Augustine: Wayward Genius

Written by David Bentley Taylor Reviewed By David D. Sceats

Augustine bestrides western Christianity like a colossus: his influence on European Christian thought (and hence, through the modern missionary movement, on churches in the Third World) is incalculable. Nevertheless he is for many one of the lesser known figures of early church history. It may be because of his very intellectual power: such a mind cannot be grasped by cursory acquaintance; it may also be because the full effect of his genius was not felt until after his lifetime which (because he lived at the very end of the normal period covered by early church syllabuses) puts him somewhat beyond the usual scope of courses in early church history. It may simply be that he is the easiest figure to leave out when the pressure of time necessitates economies in a programme of studies. Anyone finding themselves faced with this kind of difficulty could do a great deal worse than turn to David Bentley Taylor’s new biography.
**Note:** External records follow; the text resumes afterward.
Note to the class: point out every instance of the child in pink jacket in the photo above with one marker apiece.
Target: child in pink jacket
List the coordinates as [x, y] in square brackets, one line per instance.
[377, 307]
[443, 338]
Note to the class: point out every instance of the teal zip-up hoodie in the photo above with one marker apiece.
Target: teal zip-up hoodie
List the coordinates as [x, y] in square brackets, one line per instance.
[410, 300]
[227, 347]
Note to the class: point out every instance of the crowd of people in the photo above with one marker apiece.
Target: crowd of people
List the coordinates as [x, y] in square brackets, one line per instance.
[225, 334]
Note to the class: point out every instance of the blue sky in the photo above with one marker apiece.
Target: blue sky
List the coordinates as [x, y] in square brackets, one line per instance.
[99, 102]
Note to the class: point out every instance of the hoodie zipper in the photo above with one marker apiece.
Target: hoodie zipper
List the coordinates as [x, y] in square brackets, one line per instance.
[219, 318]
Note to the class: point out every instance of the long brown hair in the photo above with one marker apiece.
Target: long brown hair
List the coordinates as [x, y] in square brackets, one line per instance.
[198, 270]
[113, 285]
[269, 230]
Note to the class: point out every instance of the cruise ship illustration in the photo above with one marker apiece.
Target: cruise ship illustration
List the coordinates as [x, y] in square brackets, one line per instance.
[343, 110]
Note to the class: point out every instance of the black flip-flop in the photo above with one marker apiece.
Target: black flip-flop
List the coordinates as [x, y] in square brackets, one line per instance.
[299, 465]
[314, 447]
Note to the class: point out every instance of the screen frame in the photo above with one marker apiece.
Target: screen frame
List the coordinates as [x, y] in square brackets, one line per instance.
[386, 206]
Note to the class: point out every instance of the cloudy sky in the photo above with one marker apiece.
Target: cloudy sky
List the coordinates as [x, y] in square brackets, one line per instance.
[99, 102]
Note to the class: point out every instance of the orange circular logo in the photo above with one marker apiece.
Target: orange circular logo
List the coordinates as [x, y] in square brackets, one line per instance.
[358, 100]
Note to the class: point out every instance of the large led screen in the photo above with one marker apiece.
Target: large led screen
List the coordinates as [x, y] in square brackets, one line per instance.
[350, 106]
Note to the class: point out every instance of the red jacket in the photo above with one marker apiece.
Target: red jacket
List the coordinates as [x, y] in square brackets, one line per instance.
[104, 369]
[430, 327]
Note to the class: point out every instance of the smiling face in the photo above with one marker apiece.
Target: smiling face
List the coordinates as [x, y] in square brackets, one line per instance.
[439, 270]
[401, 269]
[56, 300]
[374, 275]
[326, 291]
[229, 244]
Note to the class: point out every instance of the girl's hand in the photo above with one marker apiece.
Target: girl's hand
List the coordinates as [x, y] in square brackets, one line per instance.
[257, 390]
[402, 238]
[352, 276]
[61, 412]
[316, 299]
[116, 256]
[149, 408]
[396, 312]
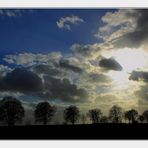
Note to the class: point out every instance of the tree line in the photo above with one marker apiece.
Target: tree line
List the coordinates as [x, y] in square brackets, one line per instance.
[12, 112]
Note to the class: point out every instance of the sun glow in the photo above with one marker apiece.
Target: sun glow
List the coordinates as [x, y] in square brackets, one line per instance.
[129, 59]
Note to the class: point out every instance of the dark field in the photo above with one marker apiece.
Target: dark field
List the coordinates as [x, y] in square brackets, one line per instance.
[97, 131]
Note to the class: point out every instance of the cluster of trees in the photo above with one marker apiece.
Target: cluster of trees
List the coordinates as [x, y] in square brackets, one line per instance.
[12, 112]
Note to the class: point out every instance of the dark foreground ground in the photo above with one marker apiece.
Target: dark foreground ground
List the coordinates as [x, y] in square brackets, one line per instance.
[99, 131]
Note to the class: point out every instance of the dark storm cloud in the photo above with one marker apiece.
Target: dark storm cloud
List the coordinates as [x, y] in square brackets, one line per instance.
[64, 90]
[110, 64]
[139, 75]
[21, 80]
[65, 64]
[140, 34]
[142, 93]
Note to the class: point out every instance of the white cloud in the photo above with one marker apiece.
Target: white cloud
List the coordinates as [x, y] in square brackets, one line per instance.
[29, 59]
[66, 22]
[117, 24]
[4, 70]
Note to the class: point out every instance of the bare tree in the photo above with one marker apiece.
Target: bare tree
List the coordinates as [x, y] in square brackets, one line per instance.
[44, 112]
[95, 115]
[104, 119]
[141, 118]
[145, 115]
[131, 115]
[11, 111]
[83, 118]
[115, 114]
[71, 114]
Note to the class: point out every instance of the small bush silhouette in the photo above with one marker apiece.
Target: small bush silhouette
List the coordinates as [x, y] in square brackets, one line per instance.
[11, 111]
[44, 112]
[71, 114]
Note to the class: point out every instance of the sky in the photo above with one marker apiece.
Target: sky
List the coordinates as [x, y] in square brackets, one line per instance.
[92, 58]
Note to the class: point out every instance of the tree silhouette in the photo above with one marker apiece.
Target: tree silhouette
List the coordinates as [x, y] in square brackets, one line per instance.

Bentley Taylor has written with the general reader in mind, and the book has all the advantages and disadvantages of such a plan. There is, for example, little critical apparatus (though a helpful index identifies the source of the many albeit unfootnoted quotations from Augustine), and no attempt to engage in serious debate with other accounts of Augustine’s life and (especially) thought. Indeed, this book fails to fulfill the apparent promise of its title, for it is not really a serious attempt at understanding Augustine’s thought at all. But then other accounts of Augustine do that. Where this is valuable is in its portrayal of the man Augustine: he emerges from these pages not as a disembodied intellectual giant, but as a man beset by the demands and pressures of a collapsing society and a divided church: a bishop beseiged by trivia in an age of gravitas; even the structure of the book itself helps to convey the thousand-and-one preoccupations that Augustine kept complaining held him from serious work and study. Its great strength lies in presenting the bishop of Hippo in the midst of his preaching and pastoral ministry.

But while Bentley Taylor has obviously gained a wide and easy familiarity with Augustine’s writings—especially his Confessions and Letters, the figure that emerges from his pages is surprisingly two-dimensional, largely because of this book’s weakness on background. The sort of presentation attempted here can only work if Augustine’s world is brought to life along with its central inhabitant, but the reader is left with the feeling of having traversed a cardboard landscape filled with characters from history books. It is a curiously unsatisfying book because it gives so little of analysis or explanation, and so little ‘feel’ for the period with which it deals: Augustine emerges from it somehow flattened in relief rather than depicted in the round. It shows an occasional tendency to value judgments reflecting an essentially twentieth-century and even Protestant approach to its subject, as where it is suggested that Augustine identified the unforgiveable sin with not being a catholic, and it seems unaware of the ambivalences of asceticism and the ascetic movement in its role as the model of ‘real’ Christianity for early fifth-century western spirituality. There is, for example, no discussion of the part played by ascetic ideals in Augustine’s interpretation to himself of his own conversion experience, and this is coupled with a tendency to take him perhaps too much at face value on the subject of his own depravity. Indeed, at a number of points one feels that Augustine or his correspondents have been too simplistically taken at face value so that we see their situation not so much with their eyes as through the limitations of what their words would have meant had they been written to us today. And a particular and notable weakness is the virtual absence of recognition of the fundamental part played in the development of so much of Augustine’s thought by the Neo-platonist tradition.

Nevertheless, this remains a valuable introduction for the newcomer to the bishop of Hippo. If it stimulates him to go further and actually to engage with the complexities of the greatest mind in the western tradition it will have served a useful purpose.